The world reacted with great optimism at the news announced Monday morning that test subjects given a COVID-19 vaccine being developed by Pfizer had 90 percent fewer symptomatic infections of the China coronavirus than those given a placebo. For example, the Dow Jones stock market index jumped over three percent in value Monday morning on the news. (CNBC reported: “The Dow Jones Industrial Average traded 1,100 points higher, or 3.9% and hit an all-time high. At its session high, the 30-stock average was up nearly 5.7%, or more than 1,600 points.”)
A report by Stat News states that at the end of October Pfizer changed their planned testing protocol, placing samples in cold storage and not testing them until the after the November 3 election, supposedly to test a larger sample.
…“I’ve been in vaccine development for 35 years,” William Gruber, Pfizer’s senior vice president of vaccine clinical research and development, told STAT. “I’ve seen some really good things. This is extraordinary.” He later added: “This really bodes well for us being able to get a handle on the epidemic and get us out of this situation.”
…In their announcement of the results, Pfizer and BioNTech revealed a surprise. The companies said they had decided not to conduct the 32-case analysis “after a discussion with the FDA.” Instead, they planned to conduct the analysis after 62 cases. But by the time the plan had been formalized, there had been 94 cases of Covid-19 in the study. It’s not known how many were in the vaccine arm, but it would have to be nine or fewer.
Gruber said that Pfizer and BioNTech had decided in late October that they wanted to drop the 32-case interim analysis. At that time, the companies decided to stop having their lab confirm cases of Covid-19 in the study, instead leaving samples in storage. The FDA was aware of this decision. Discussions between the agency and the companies concluded, and testing began this past Wednesday. When the samples were tested, there were 94 cases of Covid in the trial. The DSMB met on Sunday.

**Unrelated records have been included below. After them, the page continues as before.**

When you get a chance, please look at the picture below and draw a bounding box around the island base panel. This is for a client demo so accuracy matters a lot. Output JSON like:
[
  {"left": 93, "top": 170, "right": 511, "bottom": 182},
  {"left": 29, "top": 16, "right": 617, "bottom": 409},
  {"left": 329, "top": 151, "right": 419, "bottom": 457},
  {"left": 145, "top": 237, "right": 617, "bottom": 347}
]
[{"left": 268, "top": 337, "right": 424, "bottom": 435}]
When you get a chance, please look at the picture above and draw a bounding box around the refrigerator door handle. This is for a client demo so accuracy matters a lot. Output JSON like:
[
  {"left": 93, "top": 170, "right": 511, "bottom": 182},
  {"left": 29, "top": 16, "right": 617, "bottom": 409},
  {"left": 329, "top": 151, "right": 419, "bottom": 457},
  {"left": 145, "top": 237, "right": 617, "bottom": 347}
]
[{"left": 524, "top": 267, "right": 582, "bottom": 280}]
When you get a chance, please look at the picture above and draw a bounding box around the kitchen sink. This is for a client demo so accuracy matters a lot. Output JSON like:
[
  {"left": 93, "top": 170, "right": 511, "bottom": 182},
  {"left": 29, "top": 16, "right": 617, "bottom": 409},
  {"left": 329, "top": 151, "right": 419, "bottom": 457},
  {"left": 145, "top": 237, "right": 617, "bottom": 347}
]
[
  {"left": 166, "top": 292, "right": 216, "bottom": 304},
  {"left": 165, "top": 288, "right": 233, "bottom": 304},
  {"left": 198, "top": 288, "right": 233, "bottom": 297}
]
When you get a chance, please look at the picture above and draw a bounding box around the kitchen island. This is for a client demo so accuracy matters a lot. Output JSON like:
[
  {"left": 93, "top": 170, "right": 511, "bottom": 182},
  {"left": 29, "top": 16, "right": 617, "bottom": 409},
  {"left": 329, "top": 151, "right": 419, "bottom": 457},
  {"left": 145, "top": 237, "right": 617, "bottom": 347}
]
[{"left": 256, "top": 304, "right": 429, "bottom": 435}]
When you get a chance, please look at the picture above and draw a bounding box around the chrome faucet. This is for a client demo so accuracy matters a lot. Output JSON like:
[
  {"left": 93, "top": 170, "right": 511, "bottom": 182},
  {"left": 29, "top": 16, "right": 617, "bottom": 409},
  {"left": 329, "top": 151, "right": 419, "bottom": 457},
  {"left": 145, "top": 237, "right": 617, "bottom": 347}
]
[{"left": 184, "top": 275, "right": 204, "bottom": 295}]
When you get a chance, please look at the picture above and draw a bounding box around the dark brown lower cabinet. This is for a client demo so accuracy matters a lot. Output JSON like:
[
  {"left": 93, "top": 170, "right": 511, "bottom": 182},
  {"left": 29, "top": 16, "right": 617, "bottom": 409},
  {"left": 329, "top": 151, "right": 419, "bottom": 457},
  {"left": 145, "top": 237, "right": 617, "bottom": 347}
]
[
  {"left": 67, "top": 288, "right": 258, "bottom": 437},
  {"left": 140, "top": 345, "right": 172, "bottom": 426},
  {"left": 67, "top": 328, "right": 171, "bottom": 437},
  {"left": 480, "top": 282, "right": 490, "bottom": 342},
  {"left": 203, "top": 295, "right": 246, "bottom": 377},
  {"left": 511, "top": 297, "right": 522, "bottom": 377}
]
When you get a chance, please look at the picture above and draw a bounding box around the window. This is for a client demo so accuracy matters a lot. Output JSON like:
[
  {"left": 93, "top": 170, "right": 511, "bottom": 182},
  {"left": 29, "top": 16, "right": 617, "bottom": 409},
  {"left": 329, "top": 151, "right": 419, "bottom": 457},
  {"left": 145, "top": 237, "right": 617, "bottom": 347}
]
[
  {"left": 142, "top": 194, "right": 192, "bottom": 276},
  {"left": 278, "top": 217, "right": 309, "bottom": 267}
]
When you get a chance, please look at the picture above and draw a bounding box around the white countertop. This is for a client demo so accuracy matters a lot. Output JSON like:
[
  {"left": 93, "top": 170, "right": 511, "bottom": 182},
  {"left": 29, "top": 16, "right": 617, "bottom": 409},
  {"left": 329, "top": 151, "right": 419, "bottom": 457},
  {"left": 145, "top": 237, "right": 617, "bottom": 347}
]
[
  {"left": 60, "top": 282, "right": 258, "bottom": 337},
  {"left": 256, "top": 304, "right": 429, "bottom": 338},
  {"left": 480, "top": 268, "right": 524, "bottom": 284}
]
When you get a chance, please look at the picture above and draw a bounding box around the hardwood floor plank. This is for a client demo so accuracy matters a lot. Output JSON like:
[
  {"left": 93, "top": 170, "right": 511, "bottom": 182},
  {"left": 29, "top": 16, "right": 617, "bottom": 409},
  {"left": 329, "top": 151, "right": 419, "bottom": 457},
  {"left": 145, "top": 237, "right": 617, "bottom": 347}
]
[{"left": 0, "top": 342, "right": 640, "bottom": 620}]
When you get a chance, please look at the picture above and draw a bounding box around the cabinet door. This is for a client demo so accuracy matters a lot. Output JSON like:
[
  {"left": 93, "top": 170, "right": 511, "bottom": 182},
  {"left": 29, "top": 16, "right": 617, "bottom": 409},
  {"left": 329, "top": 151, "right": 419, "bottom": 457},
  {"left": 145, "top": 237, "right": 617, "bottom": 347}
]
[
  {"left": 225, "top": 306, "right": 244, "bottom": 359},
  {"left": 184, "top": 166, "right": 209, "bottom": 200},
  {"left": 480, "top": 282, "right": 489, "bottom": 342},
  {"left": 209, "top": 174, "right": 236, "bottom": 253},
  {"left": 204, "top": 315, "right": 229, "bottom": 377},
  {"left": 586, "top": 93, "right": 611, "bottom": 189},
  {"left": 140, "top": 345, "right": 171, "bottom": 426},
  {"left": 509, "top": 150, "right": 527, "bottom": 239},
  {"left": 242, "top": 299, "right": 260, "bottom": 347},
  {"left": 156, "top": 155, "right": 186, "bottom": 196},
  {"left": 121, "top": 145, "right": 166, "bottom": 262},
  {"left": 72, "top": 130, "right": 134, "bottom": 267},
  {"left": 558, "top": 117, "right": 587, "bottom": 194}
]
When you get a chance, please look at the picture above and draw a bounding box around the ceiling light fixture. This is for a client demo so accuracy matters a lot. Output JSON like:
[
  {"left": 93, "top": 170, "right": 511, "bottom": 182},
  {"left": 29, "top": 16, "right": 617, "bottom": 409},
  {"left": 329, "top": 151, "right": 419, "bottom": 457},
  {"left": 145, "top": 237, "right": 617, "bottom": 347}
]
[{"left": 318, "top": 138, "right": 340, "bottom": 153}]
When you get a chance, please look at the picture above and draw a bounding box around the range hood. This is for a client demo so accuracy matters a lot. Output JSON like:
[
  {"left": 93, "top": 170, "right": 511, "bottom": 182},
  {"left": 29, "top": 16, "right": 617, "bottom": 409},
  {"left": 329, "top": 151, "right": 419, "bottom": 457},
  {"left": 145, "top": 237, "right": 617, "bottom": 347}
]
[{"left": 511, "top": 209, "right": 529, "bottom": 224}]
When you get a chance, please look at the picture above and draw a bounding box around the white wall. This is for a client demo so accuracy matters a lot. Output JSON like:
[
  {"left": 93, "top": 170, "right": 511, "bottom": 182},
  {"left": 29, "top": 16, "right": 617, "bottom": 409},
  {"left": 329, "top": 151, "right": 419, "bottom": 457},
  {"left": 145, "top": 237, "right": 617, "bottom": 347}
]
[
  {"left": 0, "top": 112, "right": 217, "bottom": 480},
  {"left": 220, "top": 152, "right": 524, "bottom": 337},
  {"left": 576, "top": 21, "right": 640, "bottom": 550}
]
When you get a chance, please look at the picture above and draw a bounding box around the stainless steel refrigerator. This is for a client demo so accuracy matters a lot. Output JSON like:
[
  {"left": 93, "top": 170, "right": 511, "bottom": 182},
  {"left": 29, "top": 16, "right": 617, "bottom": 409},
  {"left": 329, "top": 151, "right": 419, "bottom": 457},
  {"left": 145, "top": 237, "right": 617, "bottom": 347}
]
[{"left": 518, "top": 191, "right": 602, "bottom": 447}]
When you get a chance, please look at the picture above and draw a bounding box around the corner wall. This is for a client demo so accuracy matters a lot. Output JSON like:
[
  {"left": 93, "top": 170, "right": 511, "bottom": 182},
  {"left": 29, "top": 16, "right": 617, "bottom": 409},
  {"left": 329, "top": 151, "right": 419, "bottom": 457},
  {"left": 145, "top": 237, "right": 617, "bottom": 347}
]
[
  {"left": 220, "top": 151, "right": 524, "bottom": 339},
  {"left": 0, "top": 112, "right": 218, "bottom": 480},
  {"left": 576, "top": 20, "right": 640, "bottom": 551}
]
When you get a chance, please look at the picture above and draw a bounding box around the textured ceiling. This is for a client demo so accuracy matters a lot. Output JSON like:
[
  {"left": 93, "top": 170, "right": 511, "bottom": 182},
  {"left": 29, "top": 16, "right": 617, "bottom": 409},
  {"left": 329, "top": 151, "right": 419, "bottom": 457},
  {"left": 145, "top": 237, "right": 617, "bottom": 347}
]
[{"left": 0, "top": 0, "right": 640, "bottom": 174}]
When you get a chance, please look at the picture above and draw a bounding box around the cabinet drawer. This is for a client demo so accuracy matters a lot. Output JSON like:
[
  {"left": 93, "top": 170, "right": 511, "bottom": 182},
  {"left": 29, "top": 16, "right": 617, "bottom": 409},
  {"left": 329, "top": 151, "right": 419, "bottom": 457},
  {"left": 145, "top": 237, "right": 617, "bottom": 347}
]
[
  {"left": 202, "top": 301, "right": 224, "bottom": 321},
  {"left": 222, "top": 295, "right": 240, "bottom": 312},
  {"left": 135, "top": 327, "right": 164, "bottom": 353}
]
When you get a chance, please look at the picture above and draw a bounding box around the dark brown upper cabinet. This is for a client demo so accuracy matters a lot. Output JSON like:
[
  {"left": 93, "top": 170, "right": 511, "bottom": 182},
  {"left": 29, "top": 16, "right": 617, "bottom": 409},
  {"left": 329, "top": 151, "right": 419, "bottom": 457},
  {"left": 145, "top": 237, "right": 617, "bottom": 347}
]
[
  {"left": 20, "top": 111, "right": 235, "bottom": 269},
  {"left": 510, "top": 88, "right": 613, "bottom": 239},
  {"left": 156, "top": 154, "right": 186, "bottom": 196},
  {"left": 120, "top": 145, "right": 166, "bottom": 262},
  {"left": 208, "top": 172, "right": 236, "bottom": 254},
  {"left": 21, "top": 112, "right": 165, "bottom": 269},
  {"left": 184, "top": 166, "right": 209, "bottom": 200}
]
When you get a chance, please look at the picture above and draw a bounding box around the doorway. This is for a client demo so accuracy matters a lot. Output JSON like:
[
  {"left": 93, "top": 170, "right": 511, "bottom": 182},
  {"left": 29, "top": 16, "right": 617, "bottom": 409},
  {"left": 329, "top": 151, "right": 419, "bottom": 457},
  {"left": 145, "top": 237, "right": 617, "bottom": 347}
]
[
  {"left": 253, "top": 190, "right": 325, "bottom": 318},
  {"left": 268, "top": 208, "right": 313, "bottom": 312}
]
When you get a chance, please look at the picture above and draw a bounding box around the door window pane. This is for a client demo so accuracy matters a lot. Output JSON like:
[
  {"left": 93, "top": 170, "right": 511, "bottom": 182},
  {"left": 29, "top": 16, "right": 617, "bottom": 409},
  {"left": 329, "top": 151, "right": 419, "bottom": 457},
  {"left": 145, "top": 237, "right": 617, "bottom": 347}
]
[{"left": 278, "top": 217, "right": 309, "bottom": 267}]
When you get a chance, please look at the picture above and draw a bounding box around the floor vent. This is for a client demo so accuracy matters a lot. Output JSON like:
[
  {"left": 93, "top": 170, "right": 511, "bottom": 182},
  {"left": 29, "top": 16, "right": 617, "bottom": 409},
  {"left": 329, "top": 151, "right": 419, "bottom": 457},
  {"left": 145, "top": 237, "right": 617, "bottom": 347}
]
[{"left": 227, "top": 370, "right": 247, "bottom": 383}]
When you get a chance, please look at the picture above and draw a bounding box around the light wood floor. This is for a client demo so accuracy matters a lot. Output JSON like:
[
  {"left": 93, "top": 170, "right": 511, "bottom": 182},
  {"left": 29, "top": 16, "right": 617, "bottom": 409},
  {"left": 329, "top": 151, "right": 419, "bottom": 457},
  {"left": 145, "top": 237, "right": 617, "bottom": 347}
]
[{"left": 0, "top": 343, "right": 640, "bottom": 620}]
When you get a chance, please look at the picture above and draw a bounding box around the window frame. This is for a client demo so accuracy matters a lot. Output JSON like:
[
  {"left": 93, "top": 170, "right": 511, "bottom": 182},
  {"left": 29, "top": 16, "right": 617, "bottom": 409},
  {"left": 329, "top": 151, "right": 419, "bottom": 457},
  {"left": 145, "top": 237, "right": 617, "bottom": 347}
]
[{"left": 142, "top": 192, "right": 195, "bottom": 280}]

This means that the statistical strength of the result is likely far stronger than was initially expected. It also means that if Pfizer had held to the original plan, the data would likely have been available in October, as its CEO, Albert Bourla, had initially predicted.
Newsweek reports that while Pfizer did not take federal government money for research and development of the vaccine candidate, the firm signed an Operation Warp Speed contract worth $1.95 billion for 100 million doses with an option for 500 million more.
Pfizer’s head of vaccine research has distanced the firm’s COVID-19 vaccine development from the White House’s Operation Warp Speed.
…While government figures welcomed the program’s progress, Kathrin Jansen, the head of vaccine research and development at Pfizer, sought to distance it from them.
She told The New York Times: “We have never taken any money from the U.S. government, or from anyone.”
Jansen also told The Times that Pfizer was “never part” of Operation Warp Speed.
However, a Pfizer press release from July announced that, in agreement with Operation Warp Speed, the U.S. government would receive 100 million doses of the vaccine—subject to FDA approval—for $1.95 billion, with the option to acquire up to 500 million more.
A Pfizer spokesperson told Newsweek that while per this agreement Pfizer’s vaccine was tied to Operation Warp speed, it had never taken government funding for its research and development.
…”Pfizer has not taken federal money for R&D,” Sharon Castillo, a spokesperson for the company based in Washington, D.C., told Newsweek.
President Trump repeatedly said in the past few months that it looked like a vaccine might be announced in October. It appears he was on the right track, but the science community decided to hold off until after the election.
President Donald Trump again suggested that a coronavirus vaccine would “probably” be available in October, contradicting assessments this week by top health officials who have said it would be very unlikely.
Trump said in a press briefing Friday that there would be a vaccine “before the end of the year and maybe even before Nov. 1. I think we can probably have it sometime in October.”
…The federal government’s top infectious disease expert, Anthony Fauci, also cautioned this week that result could take longer.
“If you look at the projection of the enrollment and the kinds of things you’ll need to get a decision about whether the vaccine is safe and effective, most of us project that that’s going to be by November and December, by the end of this year,” Fauci, director of the National Institute of Allergy and Infectious Disease, said on CNN. “It is conceivable that you could have it by October, though I don’t think that that’s likely.”
Pfizer CEO Albert Bourla told reporters this week that the company will know if its coronavirus vaccine works by the end of October. But it is unclear whether the Food and Drug Administration, the agency responsible for reviewing vaccines, would issue an emergency use authorization or approve the shot based on that data.
One can’t help but wonder what last week would have looked like if Pfizer had held to its original schedule and not stopped testing samples until after the election.